Steinfiguren und Grabhöhlen im Süden Kolumbiens zeugen von einer längst vergangenen Kultur. Die zum UNESCO-Weltkulturerbe zählende Anlage zieht Touristen aus aller Welt an.

Die knapp einen Meter große Steinfigur bleckt vier mächtige Vampirzähne, den Mund zu einem teuflischen Grinsen verzogen. In den Händen hält der Grobian zwei Keulen, sein Geschlechtsteil ist mit einer Schnur nach oben gebunden. Seine Begleiter links und rechts wirken nicht freundlicher. Die drei grimmigen Gesellen stehen auf der Mesita A – im Süden Kolumbiens. Es ist eine der ersten Figurengruppen, die in San Agustín Ende des 19. Jahrhunderts ausgegraben wurden.

Doch ob die Figuren, die auf zahlreichen Hügelkuppen in und um San Agustín stehen, auf Rituale verweisen, oder ob sie nur Grabräuber abschrecken sollten, darüber rätseln die Archäologen immer noch. Einig ist man sich beim Entstehungsdatum: Die ältesten stammen aus dem 3. Jh. v. Chr. "Schon als die Spanier im 16. Jahrhundert kamen, wussten die damals hier lebenden Stämme nicht mehr, wofür die Figuren gut waren", erklärt uns der Schweizer Rene Suter, der in San Agustín das kleine Öko-Gästehaus El Maco betreibt.

Der Geländewagen schlängelt sich auf Serpentinen immer tiefer in die grasgrüne Schlucht hinunter. Weit unten ist der Rio Magdalena zu sehen, mit 1500 Kilometern der längste Fluss Kolumbiens. Gleich hinter der wackligen Brücke halten wir am Estrecho del Magdalena. Am Berghang wischt ein Mann einer lebensgroßen Madonnenstatue liebevoll mit einem Tuch das Gesicht sauber. Während wir sinnieren, wie Kajakfahrer den tosenden Strudel kategorisieren würden, hupt der Fahrer zur Weiterfahrt. Denn nicht alle Sehenswürdigkeiten sind wie die Mesita A vom Dorf aus zu Fuß zu erreichen, und so haben wir ein Auto gemietet, um die weiter außerhalb gelegenen Statuen zu besichtigen. Auch in Obando gibt es Schacht- und Megalithgräber, mit Sarkophagen innen und grimmigen Figuren außen.

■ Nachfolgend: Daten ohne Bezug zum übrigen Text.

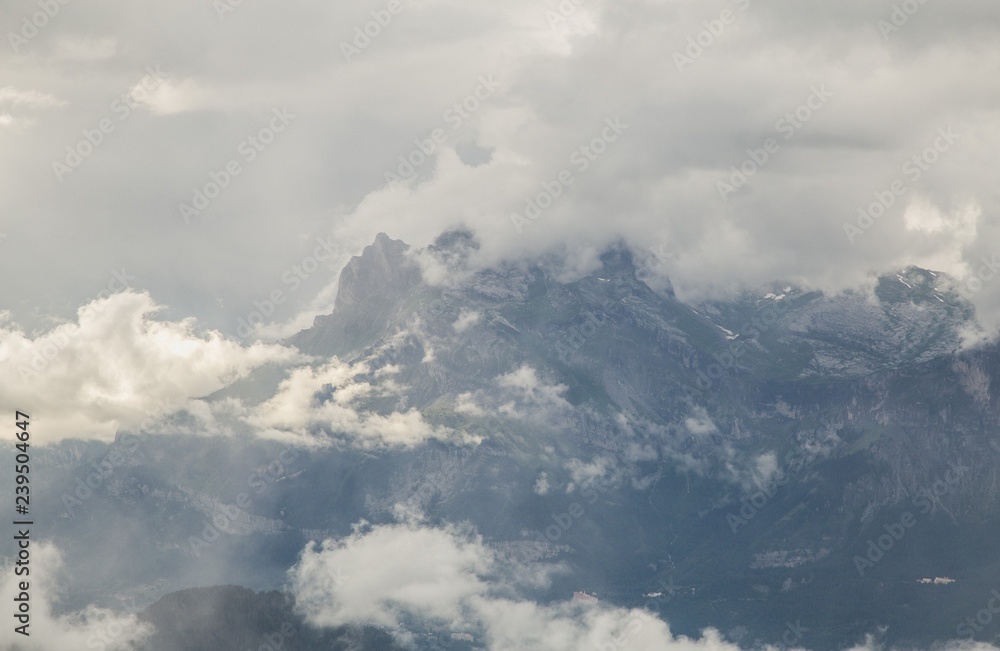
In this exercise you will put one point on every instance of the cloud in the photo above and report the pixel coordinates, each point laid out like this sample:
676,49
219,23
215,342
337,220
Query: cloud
390,570
531,394
461,584
558,82
95,627
116,367
329,398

An den Skulpturen im Park Alto de los Idolos sind teilweise noch rote und blaue Bemalungen zu erkennen.

"San Agustín ist seit vielen Jahren ein ganz sicheres Reiseziel", zerstreut Rene etwaige Sicherheitsbedenken. "Seit die Straße nach Bogotá so gut ausgebaut ist, können Reisende in wenigen Stunden das Weltkulturerbe erreichen", sagt Rene.

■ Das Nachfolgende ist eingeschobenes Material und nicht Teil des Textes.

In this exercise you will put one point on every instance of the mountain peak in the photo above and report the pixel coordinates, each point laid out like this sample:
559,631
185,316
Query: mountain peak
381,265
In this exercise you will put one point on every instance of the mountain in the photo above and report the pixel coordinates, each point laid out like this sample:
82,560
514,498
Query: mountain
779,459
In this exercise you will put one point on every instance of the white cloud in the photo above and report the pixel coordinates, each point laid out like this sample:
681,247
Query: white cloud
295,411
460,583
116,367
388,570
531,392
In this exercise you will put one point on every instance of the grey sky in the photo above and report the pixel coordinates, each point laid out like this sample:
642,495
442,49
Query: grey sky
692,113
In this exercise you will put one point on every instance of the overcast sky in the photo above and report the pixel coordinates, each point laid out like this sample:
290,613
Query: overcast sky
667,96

Im weitläufigen Archäologischen Park nicht weit vom Gästehaus El Maco erzählt Regine von ihrem ausgefeilten Reiseplan, der es ihr ermöglicht, in zwei Wochen ganz Kolumbien zu sehen: "Ich bin heute früh mit dem Nachtbus aus Bogotá gekommen, und morgen geht es mit dem Nachtbus weiter."

Die Steinfiguren, die verstreut im Urwald stehen, blicken über derlei Hektik stoisch hinweg. Manche wirken ganz niedlich – wenn sie nur nicht diese Hauer hätten… Nur Tierradentro, ebenfalls Weltkulturerbe, passte nicht in Regines Nachtbus-Route. Zu abgelegen sind die in Fels gehauenen Gräber, nur durch enge Gebirgstäler zu erreichen.

Der Fahrer hat es eilig

Hoch über dem Tal des Rio Magdalena fährt der Kleinbus nach Norden. An den steilen Hängen wachsen Bananen und Zuckerrohr, einige Kaffeeplantagen benutzen Maracuja-Spaliere als Schattenbäume. Bald wird die Landschaft karger, die Straße schlechter. Eingequetscht zwischen sechs Erwachsenen, einem Kleinkind und einem Hahn werden wir auf der überdachten Ladefläche eines Pritschenwagens durchgeschüttelt. Der Fahrer hat es eilig.

Alpine Bergwiesen und felsige Gipfel rasen vorbei. Das Dorf San Andres besteht aus einer strohgedeckten Kirche, ein paar Straßen und einer Handvoll Häusern. Nur ein weiterer Tourist ist in der einzigen Herberge abgestiegen. Aus dem geschützten Talkessel, in dem das Dorf liegt, führt ein steiler Weg zwischen ein paar Kleinbauernhöfen hinauf bis auf den Grat des Aguacate, auf über 2000 Meter. Hier eröffnet sich ein grandioser Blick über die Berglandschaft – und auf einige große schwarze Löcher im Boden, direkt oben auf dem Grat. Es sind Eingänge zu Grabhöhlen aus dem 10. bis 12. Jh. Alle wurden im Laufe der Zeit geplündert. Heute sind manche nur noch überschwemmte Gruben, in andere kann man hineinklettern, wird mit Entdecker-Feeling und spärlichen Wanddekorationen belohnt, die auch im funzeligen Schein der Taschenlampe nur schwer zu erkennen sind: ein farbiger Kreis, ein waagerechtes rotes Band. Die Grabhöhlen, so erklärt das kleine Museum, wurden nur für die Zweitbestattung von Knochen und Asche benutzt, vorher begrub man die Leichen für einige Jahre in der Erde. Für alle Urnen der Familie gab es dann ein gemeinsames, aufwändig geschmücktes Schachtgrab.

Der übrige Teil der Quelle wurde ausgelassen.